[TTI] Return a more sensible cost for histogram intrinsic. (#97397)
This is just an initial cost, making it invalid for any target which
doesn't specifically return a cost for now. Also adds an AArch64
specific cost check.
We will need to improve that later, e.g. by returning a scalarization
cost for generic targets and possibly introducing a new TTI method, at
least once LoopVectorize has changed it's cost model.

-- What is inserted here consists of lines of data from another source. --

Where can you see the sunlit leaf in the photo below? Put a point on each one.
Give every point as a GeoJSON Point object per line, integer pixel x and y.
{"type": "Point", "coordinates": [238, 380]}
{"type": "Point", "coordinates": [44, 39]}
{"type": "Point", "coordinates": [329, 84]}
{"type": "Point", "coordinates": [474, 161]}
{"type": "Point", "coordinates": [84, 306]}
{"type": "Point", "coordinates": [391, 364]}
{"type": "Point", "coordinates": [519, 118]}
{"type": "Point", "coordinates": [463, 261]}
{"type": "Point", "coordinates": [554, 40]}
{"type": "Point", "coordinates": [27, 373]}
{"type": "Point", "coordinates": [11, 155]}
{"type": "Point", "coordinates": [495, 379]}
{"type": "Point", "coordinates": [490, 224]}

The reason is
that the histogram intrinsic also effectively contains a gather and
scatter, and we will need details of the addressing to determine an
appropriate cost for that.
diff --git a/llvm/lib/Target/AArch64/AArch64TargetTransformInfo.cpp b/llvm/lib/Target/AArch64/AArch64TargetTransformInfo.cpp
index eb60b96..0ee8136 100644
--- a/llvm/lib/Target/AArch64/AArch64TargetTransformInfo.cpp
+++ b/llvm/lib/Target/AArch64/AArch64TargetTransformInfo.cpp
@@ -61,6 +61,11 @@
static cl::opt<bool> EnableLSRCostOpt("enable-aarch64-lsr-cost-opt",
cl::init(true), cl::Hidden);
+// A complete guess as to a reasonable cost.
+static cl::opt<unsigned>
+ BaseHistCntCost("aarch64-base-histcnt-cost", cl::init(8), cl::Hidden,
+ cl::desc("The cost of a histcnt instruction"));
+
namespace {
class TailFoldingOption {
// These bitfields will only ever be set to something non-zero in operator=,
@@ -508,11 +513,39 @@
VecVT.getSizeInBits().getKnownMinValue() < AArch64::SVEBitsPerBlock;
}
+static InstructionCost getHistogramCost(const IntrinsicCostAttributes &ICA) {
+ Type *BucketPtrsTy = ICA.getArgTypes()[0]; // Type of vector of pointers
+ Type *EltTy = ICA.getArgTypes()[1]; // Type of bucket elements
+
+ // Only allow (32b and 64b) integers or pointers for now...
+ if ((!EltTy->isIntegerTy() && !EltTy->isPointerTy()) ||
+ (EltTy->getScalarSizeInBits() != 32 &&
+ EltTy->getScalarSizeInBits() != 64))
+ return InstructionCost::getInvalid();
+
+ // FIXME: Hacky check for legal vector types. We can promote smaller types
+ // but we cannot legalize vectors via splitting for histcnt.
+ // FIXME: We should be able to generate histcnt for fixed-length vectors
+ // using ptrue with a specific VL.
+ if (VectorType *VTy = dyn_cast<VectorType>(BucketPtrsTy))
+ if ((VTy->getElementCount().getKnownMinValue() != 2 &&
+ VTy->getElementCount().getKnownMinValue() != 4) ||
+ VTy->getPrimitiveSizeInBits().getKnownMinValue() > 128 ||
+ !VTy->isScalableTy())
+ return InstructionCost::getInvalid();
+
+ return InstructionCost(BaseHistCntCost);
+}
+
InstructionCost
AArch64TTIImpl::getIntrinsicInstrCost(const IntrinsicCostAttributes &ICA,
TTI::TargetCostKind CostKind) {
auto *RetTy = ICA.getReturnType();
switch (ICA.getID()) {
+ case Intrinsic::experimental_vector_histogram_add:
+ if (!ST->hasSVE2())
+ return InstructionCost::getInvalid();
+ return getHistogramCost(ICA);
case Intrinsic::umin:
case Intrinsic::umax:
case Intrinsic::smin: